2. A palavra e os sacramentos
Por outro lado, se é bem certo que, quando Deus fala, essa Palavra torna-se ação, também é certo que Deus fala em suas ações - ou seja, que as ações também são Palavras de Deus.
Já no segundo século, um autor cristão, Justino Mártir, esclarecia que algumas vezes Deus fala mediante palavras e outras, mediante ações.A essas ações J u s t in o e outros chamam “tipos”, porque são como modelos que mostram o caráter e a vontade de Deus. Assim, por exemplo, vemos que, em todo o Antigo Testamento, e até o Novo no caso de Elisabete e João Batista, repete-se o modelo da mulher estéril que, pela graça de Deus, dá à luz um filho que há de ser de suma importância para a história de Israel. Esse “tipo” ou modelo acha sua culminação em Maria, que, por ser virgem, é a mulher estéril por excelência e quem dá à luz o personagem mais importante de toda a história de Israel e da humanidade. O “tipo” ou modelo de mulher estéril é então índice do modo pelo qual Deus cumpre seus propósitos, ainda quando os recursos humanos não bastam, e a graça de Deus supre o que a natureza humana não pode alcançar.
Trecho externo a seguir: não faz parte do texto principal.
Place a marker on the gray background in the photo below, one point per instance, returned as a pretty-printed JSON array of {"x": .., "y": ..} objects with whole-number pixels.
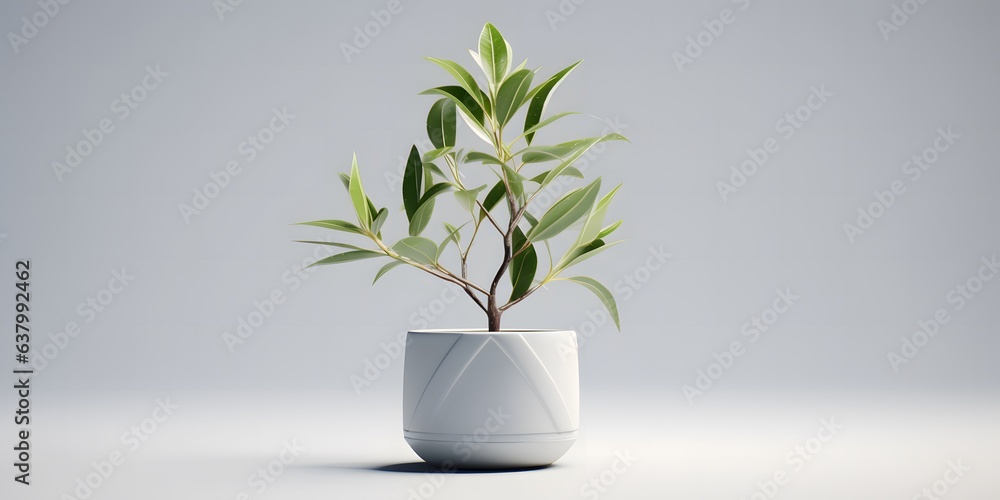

Mais adiante, veremos como os sacramentos se enraízam em outras ações de Deus, na História de Israel, que são “tipos” ou “padrões” da ação de Deus. É por isso que Agostinho disse que os sacramentos são as “Palavras visíveis” de Deus.
Da mesma forma que a pregação, mesmo sendo palavra humana, pela graça de Deus se toma canal da Palavra Divina, assim também há certas ações que a Igreja cristã tem celebrado através dos séculos e nas quais tem experimentado e escutado a Palavra de Deus. Essas ações recebem, normalmente, o nome de “sacramentos”.
Se a Igreja vive pela Palavra, a igreja necessita tanto da proclamação verbal - cujo ponto central é 0 sermão - como da proclamação por meio da ação - os sacramentos. É por isso que João Calvino afirma que “em tudo vemos que a Palavra de Deus se prega e escuta puramente, e que os sacramentos se administram segundo as instituições de Cristo, não temos que duvidar que ali está a Igreja”.
a) Os sacramentos em geral
A palavra “sacramento” vem do termo latino sacramentum, que era usado para o juramento que faziam os soldados e que também se referia às coisas sagradas. Seu uso na Igreja antiga indicava, por sua vez, que o que estava acontecendo era santo, um pacto ou juramento entre todos os participantes - tanto os crentes como o próprio Deus. Na Igreja de fala grega, usava-se o termo mysterion — mistério.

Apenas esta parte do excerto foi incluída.